Crickets chirped all around, louder and louder, as if amplified. At first, it was just chirping, and then it became a raucous chorus of catcalls. It seemed like the whirr of noise that comes from a crowd of people all speaking at once. Then the whirr seemed to slow into a rhythm. The kind the sports fans get when they chant a player’s name in unison. But it wasn’t a name he heard, it was, “okie-dokie.” Scott clamped his hands over his ears. The chant was muffled, but still audible. He squeezed harder, his hands like a vice now, pressing against the side of his head. His ears started to ring, he sat on the grass eyes closed, hands over his ears, rocking to the chant, “okie-dokie, okie-dokie.”
Then a voice broke the chant, “Are you okay, sir?”
It was quiet again, even the chirping was gone.

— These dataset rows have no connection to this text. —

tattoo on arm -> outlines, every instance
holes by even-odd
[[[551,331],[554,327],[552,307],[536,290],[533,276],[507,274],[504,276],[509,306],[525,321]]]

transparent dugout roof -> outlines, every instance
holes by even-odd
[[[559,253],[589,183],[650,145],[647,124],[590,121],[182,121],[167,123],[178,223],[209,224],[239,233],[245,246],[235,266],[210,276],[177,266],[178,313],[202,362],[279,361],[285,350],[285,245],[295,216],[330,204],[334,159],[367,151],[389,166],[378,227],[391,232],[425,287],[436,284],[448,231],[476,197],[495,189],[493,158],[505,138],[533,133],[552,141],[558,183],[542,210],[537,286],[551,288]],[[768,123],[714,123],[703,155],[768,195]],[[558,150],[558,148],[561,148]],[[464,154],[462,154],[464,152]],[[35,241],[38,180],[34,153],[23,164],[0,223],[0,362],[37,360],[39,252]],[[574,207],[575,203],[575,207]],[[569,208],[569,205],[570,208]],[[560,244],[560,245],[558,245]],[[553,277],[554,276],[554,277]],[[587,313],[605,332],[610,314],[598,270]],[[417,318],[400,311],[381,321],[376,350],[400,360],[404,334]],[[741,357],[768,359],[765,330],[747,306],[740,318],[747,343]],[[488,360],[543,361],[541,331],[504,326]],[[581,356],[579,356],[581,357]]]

A cool breeze brushed Scott’s cheek as he opened his eyes to see who stopped the noise. A woman dressed in green scrubs was standing on the sidewalk looking down with a concerned expression. She was an average looking woman, not pretty, not ugly. One of the many someone’s, who could walk into a room and not be noticed. Her hair was cut in a bob, she wore no makeup, and her purse had straps like a child’s backpack and was strung over her left shoulder.
“What, I’m sorry, were you talking to me?”
“I asked if you’re okay.” She still had a worried look on her face and added, “Do you need any help?”
“No, I’m fine thanks.”
“All right, but you really should get up off the ground, I work in this building and the sprinklers will be coming on in a…” Sure enough, they did. Scott managed to jump to the safety of the sidewalk with just a few water spots dotting his shirt and shorts.
“Well, it looks like you saved me from a cold shower.” By now they were both laughing, the controlled laugh you enjoy when you’re with someone you don’t know.
“Hi, my name is Scott. Let me reward you by buying you a drink.”
“That won’t be necessary, Scott.”
“Look, I’ve been on the road for what seems like forever, I’m just looking for some friendly conversation. How about it? Just drinks and conversation.”
“I tell you what, Scott, I just got off work. My house is a couple of blocks from here.” She paused, almost as though she was debating in her head whether to continue with her current response. “If you like I could run in and change and then I might be open to grabbing a quick bite if you’re interested.”
“Sounds good to me,” Scott answered with an enthusiastic resonance. It was a tone reminiscent of his response to an invitation from his dad to Dairy Queen after a ball game.
His childlike demeanor had brought on another giggle that she tried to muffle by putting a hand over her mouth. Before he could say anything more she said, “My name is Gwen, it’s a pleasure to meet you, Scott.”
Gwen started along the sidewalk without saying anything and Scott followed suit, walking slightly behind and to her left. A luminescent glow gave the trees along the road ahead of them a surreal spookiness. They walked along without speaking. Scott stared at the freakish skeletal shapes of the tree limbs, like he was waiting for someone, or something to jump out at them. Or maybe he thought the trees themselves might just come after him. After all, if worms could mold themselves into people, and crickets could chant, “Okie-Dokie,” then why couldn’t trees chase him through the streets of Salina, Nebraska.